Поэзия Анастасии Харитоновой практически неизвестна не только широкому читателю, но и в литературных кругах. Исключения, конечно, были: в разное время высокую оценку ее творчества давали К. Ковальджи, В. Лакшин, И. Волгин. Э. Пашнев приложил немало усилий, пытаясь осуществить постановку пьесы «Радуйся!» в Воронежском драматическом театре. Попытка не удалась в силу финансовых затруднений, которые испытывал театр. Но даже не это главное: для многих творчество Анастасии Харитоновой остается закрытой книгой в силу не столько малой доступности, сколько головокружительно высокого уровня текстов, а также по причинам мировоззренческого характера.
Для того чтобы понять позицию автора, нужно представлять, в каком культурном контексте он создавал свои произведения. Об этом стоит помнить не только тогда, когда разговор ведется об античной поэзии или поэзии средних веков. Культурная и мировоззренческая пропасть бывает бездонней временной.
День пришел, чтобы сказать еще раз,
Что пропасть, разделившая нас,
Бездонна.
(из неопубликованных стихотворений).
Особенность контекста, в котором создавались стихотворения Анастасии Харитоновой, заключается в том, что формально он просто не существует. Впрочем, это отличительная черта всех настоящих произведений искусства — они рождаются в несуществующем контексте (уже не- или еще не-), в некоем идеальном континууме, который и является фактической областью обитания автора, и фатальное несоответствие которого реальности, данной автору в ощущениях, вызывает их к жизни.

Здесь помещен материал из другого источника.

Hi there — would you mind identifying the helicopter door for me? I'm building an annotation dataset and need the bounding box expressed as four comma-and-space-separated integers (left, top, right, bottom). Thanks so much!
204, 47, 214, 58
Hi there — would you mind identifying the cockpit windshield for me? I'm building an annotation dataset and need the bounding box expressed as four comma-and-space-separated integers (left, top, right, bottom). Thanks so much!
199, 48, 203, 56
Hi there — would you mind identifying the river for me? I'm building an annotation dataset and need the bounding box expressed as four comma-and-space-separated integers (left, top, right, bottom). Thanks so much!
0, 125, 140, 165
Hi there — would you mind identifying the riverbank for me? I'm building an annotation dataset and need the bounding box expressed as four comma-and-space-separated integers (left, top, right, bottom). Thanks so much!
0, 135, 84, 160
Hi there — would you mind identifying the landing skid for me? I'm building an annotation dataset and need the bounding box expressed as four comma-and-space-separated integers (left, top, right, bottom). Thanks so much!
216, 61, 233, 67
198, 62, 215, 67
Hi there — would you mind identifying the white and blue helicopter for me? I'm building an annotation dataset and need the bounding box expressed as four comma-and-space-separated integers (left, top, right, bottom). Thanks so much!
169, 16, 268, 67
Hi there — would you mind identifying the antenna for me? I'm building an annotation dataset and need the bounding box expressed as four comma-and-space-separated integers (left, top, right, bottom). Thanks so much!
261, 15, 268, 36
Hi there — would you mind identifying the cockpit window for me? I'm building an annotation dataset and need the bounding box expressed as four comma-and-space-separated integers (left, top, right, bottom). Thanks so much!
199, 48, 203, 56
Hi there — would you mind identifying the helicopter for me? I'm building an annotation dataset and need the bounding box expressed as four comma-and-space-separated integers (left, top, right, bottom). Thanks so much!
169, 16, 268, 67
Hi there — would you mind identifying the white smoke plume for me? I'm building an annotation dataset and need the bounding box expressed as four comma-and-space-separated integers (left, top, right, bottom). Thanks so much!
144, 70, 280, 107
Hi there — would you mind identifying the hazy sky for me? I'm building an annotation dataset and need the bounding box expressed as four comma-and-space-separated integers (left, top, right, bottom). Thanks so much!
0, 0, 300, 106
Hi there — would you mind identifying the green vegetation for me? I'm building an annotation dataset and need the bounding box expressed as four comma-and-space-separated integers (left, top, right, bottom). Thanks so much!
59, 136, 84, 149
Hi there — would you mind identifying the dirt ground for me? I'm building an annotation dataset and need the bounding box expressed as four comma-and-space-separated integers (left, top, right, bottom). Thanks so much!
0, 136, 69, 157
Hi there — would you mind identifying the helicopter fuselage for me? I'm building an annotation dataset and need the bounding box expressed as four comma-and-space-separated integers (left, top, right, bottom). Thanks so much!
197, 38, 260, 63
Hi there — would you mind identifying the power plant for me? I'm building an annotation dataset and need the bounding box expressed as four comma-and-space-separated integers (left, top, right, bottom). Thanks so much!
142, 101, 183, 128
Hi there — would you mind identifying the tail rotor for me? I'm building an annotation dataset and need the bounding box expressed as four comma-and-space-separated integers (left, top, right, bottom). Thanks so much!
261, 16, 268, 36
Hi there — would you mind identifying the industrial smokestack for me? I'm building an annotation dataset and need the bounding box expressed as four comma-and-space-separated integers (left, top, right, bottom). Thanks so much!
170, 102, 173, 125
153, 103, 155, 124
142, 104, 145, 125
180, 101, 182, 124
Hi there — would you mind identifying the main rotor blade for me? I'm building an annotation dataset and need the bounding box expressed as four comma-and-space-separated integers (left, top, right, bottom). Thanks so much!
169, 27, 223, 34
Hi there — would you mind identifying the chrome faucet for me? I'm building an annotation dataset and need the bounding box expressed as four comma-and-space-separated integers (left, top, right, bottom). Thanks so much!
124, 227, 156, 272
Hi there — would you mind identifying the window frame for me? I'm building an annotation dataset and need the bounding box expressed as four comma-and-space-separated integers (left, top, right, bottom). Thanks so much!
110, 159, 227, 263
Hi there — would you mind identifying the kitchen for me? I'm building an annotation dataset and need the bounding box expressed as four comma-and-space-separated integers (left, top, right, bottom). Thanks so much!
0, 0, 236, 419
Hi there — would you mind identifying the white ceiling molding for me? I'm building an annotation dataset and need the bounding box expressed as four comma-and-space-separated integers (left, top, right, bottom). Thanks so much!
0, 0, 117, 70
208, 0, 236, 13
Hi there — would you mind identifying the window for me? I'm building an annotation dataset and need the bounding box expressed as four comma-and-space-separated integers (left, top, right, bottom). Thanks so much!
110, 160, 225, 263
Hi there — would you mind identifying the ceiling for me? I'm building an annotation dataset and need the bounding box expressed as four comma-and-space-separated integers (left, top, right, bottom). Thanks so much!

Таким пространством для Анастасии Харитоновой была Россия — Третий Рим, но не павший и попираемый варварами, а царство света, справедливости и великой культуры. Собственно, та Россия, которую мы потеряли, не сумев обрести (и даже не осознав этого на уровне нации, что ставит само ее существование под вопрос). После этого стоит ли удивляться происходящему?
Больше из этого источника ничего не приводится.